- Born: 1979 (age 46–47) Toronto, Ontario
- Education: Rhode Island School of Design, Royal College of Art
- Known for: Contemporary artist, taxidermist, sculptor, jewelry maker

= Kelly McCallum =

Canadian artist

Kelly McCallum (born 1979) is a London-based Canadian artist specializing in taxidermy, metalsmith and jewelry making.

==Early life and education==
At a very young age Kelly used to go on school trips to Norman Elder's house and view his collection. It was there that she began to appreciate the art of taxidermy. Beginning her own art studies with a Bachelor of Fine Arts from Rhode Island School of Design (RISD) culminating in 2001, she moved on to study Animal Science, Pre Veterinarian at the University of Massachusetts Amherst for a year. Immediately following Kelly went back to RISD for additional studio work as a Metalsmith. From 2004 to 2006 Kelly studied at the Royal College of Art in London, England to earn her Master of Arts Degree.

==Inspiration==
Starting at a young age Kelly found beauty in almost anything. She enjoys natural history, which is what prompted her degree in science. Her studies at RISD began in photography, a subject she has always admired. She enjoys works by Eva Hesse, Louise Bourgeois, Magdalena Abakanowicz, Mark Ryden, Frida Kahlo, David Wojnarowicz, Annette Messager, Joel-Peter Witkin and Simon Ward. Comparisons may also be drawn between the Victorian taxidermy works left by Walter Potter and Kelly's own whimsical creations.

==Career==
Aside from the full-scale use of Victorian taxidermy, Kelly has made numerous wearable pieces of art in her jewelry.

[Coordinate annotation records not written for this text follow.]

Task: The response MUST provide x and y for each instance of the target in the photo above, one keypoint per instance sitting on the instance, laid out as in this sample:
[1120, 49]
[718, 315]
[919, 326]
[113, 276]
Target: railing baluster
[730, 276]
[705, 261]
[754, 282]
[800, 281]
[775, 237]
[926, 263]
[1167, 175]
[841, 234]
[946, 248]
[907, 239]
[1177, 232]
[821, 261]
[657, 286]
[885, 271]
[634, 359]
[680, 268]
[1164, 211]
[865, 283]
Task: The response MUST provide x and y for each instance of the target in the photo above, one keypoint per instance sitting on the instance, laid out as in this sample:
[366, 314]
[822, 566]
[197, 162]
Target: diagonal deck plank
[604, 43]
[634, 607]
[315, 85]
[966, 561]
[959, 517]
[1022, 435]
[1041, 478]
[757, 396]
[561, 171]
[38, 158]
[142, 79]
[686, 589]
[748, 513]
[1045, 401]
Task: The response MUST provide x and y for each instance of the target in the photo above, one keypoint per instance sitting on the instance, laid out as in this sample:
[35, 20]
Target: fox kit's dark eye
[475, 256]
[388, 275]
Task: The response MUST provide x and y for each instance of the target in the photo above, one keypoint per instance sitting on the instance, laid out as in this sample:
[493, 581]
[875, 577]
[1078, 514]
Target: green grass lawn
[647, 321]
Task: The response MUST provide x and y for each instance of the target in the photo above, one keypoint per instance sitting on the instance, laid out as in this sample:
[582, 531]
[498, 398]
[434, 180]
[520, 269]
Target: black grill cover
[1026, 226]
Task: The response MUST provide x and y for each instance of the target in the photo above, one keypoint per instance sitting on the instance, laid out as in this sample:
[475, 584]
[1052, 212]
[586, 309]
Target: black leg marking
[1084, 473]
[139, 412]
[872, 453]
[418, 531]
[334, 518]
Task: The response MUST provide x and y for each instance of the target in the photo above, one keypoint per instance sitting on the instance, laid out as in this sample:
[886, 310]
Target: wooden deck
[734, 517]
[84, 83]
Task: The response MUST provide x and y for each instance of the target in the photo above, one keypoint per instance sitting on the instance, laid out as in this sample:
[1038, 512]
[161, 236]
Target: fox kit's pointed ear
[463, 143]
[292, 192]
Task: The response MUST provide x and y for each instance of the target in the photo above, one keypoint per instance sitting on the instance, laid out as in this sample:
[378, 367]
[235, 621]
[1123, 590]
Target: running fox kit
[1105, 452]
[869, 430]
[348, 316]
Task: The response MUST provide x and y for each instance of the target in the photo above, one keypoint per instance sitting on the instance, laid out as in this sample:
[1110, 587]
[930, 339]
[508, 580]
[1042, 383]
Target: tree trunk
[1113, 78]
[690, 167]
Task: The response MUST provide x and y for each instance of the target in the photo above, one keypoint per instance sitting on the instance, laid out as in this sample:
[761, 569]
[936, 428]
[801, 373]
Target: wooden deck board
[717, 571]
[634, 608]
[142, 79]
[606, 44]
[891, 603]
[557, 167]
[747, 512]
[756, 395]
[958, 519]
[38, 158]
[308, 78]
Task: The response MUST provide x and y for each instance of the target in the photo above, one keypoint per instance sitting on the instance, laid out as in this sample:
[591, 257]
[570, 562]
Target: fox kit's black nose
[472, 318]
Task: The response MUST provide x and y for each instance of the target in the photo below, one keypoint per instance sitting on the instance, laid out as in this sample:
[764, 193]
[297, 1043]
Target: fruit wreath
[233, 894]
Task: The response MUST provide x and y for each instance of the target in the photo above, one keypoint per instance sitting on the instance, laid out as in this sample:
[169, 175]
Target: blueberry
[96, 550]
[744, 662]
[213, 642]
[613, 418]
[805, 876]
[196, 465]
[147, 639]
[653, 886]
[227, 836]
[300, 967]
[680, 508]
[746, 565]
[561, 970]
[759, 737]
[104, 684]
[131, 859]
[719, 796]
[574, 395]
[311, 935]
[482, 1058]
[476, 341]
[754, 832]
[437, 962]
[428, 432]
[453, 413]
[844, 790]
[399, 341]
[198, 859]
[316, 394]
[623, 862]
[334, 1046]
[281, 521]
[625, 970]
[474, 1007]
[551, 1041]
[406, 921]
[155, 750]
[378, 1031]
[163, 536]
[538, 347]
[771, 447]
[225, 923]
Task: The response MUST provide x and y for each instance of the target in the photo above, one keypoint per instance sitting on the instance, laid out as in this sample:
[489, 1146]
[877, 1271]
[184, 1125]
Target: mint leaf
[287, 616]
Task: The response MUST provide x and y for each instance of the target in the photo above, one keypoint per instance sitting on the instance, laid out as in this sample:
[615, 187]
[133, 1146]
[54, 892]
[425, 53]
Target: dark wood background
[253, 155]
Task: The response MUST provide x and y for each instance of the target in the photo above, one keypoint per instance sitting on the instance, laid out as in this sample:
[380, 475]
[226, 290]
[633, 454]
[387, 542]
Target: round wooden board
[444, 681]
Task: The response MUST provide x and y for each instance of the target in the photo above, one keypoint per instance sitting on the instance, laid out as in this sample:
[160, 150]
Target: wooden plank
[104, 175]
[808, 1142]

Her attention to detail is impeccable and ultimately the hands-on aspect of creating is what prompted her to go back to RISD and study metalsmithing. Despite her multi-layered CV, the use of taxidermy single-handedly puts her in a category with several very popular contemporary artists such as Polly Morgan, Damien Hirst, and Kate McGwire. Her inspiration comes from the stories of how things decay or are preserved. It is this interest in the controversial line between life and death that links Kelly to artists like Tim Noble and Sue Webster and brothers Jake and Dinos Chapman. In a way this has made it difficult to categorize her work because although it uses Victorian taxidermy and goldsmithing, it is also juxtaposing and celebrating the interplay or preservation and disintegration.

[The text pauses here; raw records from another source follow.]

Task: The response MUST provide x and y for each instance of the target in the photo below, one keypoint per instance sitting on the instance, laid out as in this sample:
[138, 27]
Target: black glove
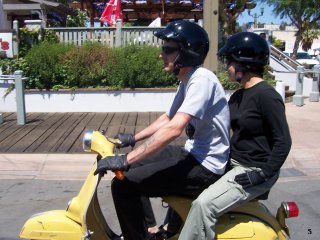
[126, 140]
[250, 179]
[117, 162]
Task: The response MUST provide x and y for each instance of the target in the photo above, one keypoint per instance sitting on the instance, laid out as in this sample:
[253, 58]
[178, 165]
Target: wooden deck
[63, 132]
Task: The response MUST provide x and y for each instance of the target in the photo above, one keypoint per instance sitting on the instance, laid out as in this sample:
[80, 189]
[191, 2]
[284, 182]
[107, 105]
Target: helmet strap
[240, 71]
[177, 65]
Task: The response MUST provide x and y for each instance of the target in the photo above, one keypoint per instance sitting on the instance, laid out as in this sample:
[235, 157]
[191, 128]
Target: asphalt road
[19, 199]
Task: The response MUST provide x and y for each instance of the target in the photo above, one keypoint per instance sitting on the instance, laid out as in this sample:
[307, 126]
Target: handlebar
[94, 141]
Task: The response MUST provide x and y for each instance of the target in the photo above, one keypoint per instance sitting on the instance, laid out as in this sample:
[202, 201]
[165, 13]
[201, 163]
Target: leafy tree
[304, 14]
[230, 11]
[78, 20]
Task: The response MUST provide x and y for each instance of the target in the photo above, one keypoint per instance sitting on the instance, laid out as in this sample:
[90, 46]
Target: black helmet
[191, 38]
[247, 48]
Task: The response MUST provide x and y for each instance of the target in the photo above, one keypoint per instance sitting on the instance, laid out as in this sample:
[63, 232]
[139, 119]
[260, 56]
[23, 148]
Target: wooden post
[211, 23]
[298, 97]
[21, 109]
[314, 95]
[118, 33]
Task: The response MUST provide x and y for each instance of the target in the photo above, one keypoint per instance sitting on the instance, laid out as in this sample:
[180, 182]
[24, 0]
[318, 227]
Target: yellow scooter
[83, 218]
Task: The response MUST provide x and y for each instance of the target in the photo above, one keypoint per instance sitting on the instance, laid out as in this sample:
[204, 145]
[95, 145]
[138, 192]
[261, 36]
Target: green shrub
[137, 67]
[44, 68]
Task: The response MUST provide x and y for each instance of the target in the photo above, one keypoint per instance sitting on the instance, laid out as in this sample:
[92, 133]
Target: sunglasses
[168, 50]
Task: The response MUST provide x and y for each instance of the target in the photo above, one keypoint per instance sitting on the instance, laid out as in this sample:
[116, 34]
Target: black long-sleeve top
[261, 136]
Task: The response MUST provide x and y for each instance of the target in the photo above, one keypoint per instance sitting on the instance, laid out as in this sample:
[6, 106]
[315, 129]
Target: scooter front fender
[53, 225]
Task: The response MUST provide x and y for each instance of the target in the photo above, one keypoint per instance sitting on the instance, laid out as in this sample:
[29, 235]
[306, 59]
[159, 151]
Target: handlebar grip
[119, 175]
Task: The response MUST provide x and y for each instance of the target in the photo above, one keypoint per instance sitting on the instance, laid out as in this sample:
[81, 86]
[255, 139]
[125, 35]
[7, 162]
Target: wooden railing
[108, 36]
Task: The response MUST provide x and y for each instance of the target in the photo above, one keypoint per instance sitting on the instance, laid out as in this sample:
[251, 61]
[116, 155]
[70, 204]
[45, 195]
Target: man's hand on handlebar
[113, 163]
[125, 140]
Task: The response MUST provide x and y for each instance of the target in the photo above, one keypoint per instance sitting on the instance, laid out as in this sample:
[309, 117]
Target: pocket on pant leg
[230, 198]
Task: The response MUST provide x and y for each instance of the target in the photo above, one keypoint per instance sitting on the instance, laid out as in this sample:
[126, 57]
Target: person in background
[155, 168]
[260, 141]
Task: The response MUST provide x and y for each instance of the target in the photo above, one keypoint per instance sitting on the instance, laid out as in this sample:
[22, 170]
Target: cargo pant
[217, 199]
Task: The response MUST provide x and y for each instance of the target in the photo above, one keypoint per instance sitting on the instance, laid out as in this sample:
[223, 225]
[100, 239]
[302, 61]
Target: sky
[267, 17]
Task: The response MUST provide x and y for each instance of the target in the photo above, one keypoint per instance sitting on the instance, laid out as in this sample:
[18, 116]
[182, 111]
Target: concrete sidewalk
[303, 160]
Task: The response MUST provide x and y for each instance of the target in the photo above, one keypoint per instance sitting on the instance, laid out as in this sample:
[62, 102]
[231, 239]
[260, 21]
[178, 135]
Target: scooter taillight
[291, 209]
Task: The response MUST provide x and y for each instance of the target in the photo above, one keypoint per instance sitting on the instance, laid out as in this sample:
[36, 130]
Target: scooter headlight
[87, 140]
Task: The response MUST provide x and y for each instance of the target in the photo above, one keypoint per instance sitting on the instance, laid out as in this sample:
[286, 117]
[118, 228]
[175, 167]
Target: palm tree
[304, 14]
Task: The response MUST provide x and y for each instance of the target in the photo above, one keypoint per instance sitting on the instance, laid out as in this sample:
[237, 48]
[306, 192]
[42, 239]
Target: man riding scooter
[156, 169]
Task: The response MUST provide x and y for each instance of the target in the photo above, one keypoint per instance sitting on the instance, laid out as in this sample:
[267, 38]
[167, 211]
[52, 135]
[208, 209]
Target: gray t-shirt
[203, 97]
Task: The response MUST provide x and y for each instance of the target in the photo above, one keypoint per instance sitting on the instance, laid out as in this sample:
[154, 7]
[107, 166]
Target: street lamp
[255, 16]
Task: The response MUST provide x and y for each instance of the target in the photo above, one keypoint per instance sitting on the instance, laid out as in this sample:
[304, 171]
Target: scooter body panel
[53, 225]
[251, 221]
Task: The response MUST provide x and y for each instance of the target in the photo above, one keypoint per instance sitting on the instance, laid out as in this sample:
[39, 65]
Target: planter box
[139, 100]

She has been included in numerous group and solo exhibitions across the globe. Places include: Canada, the United States, Switzerland, Germany, France, Korea, the United Kingdom, and Poland, and has been displayed at the Victoria and Albert Museum in London, Goldsmiths Hall, Sotheby's, Selfridges and Liberty's. Her work is also held in a number of private collections worldwide. McCallum also headlined the exhibition "Telling Tales" at the Victoria and Albert Museum in 2009.